Market led research is the way forward. Bedside medicine still has a lot of promise. Finding cheaper alternatives to whole genome sequencing, for example, is one way. Standardizing scientific processes so that it is reproducible in clinics is another. There is a lot of duplication of efforts (and almost similar approaches), which makes it redundant to focus on the same thing. I find inordinate efforts to track pathways to identify potential “molecules” without understanding the context of biomedical research and broader implications.
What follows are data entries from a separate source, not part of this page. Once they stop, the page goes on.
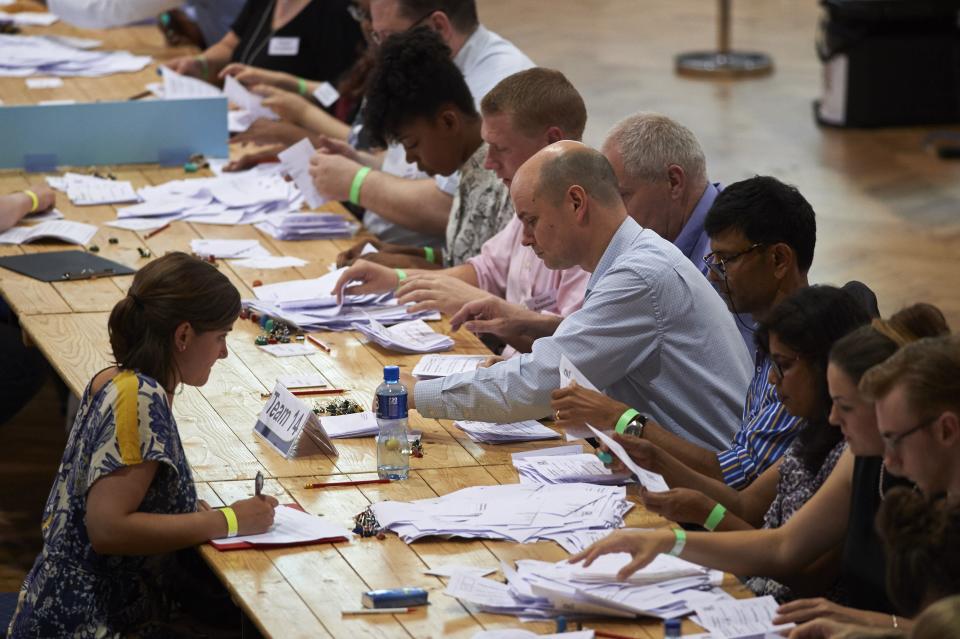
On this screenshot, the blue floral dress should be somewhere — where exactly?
[8,371,197,637]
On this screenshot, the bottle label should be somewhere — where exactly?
[377,394,407,419]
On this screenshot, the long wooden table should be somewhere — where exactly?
[0,12,747,639]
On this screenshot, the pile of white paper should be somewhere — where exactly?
[47,173,140,206]
[0,34,150,77]
[243,269,440,331]
[353,319,453,353]
[412,355,488,379]
[454,420,560,444]
[0,220,97,245]
[446,553,732,619]
[372,484,633,543]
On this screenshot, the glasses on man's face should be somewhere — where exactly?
[370,9,437,47]
[880,415,940,451]
[703,242,763,277]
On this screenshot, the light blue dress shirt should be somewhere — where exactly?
[414,218,752,450]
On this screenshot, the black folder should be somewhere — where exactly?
[0,251,136,282]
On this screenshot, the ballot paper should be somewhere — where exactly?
[371,483,633,543]
[277,138,328,209]
[587,424,670,493]
[320,411,379,439]
[353,319,454,353]
[210,505,353,550]
[190,240,270,259]
[696,595,795,639]
[513,453,630,484]
[0,220,97,245]
[47,173,140,206]
[0,33,150,77]
[412,355,488,379]
[454,420,560,444]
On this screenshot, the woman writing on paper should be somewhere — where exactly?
[9,253,277,637]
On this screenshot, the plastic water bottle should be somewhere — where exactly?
[377,366,410,479]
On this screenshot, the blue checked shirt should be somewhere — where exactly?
[414,218,751,450]
[717,352,804,490]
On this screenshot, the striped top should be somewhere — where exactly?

Since no one has the answer to the potential outcomes anyway, it is allowed to happen the way it happens.
This isn’t the first editorial which has got prominence. This won’t be the last.
Here are some practical suggestions, though. Again. Not the first time about calls for “transparency”.
Our proposals for reforms include: liberation of regulators from drug company funding; taxation imposed on pharmaceutical companies to allow public funding of independent trials; and, perhaps most importantly, anonymised individual patient level trial data posted, along with study protocols, on suitably accessible websites so that third parties, self-nominated or commissioned by health technology agencies, could rigorously evaluate the methodology and trial results. With the necessary changes to trial consent forms, participants could require trialists to make the data freely available.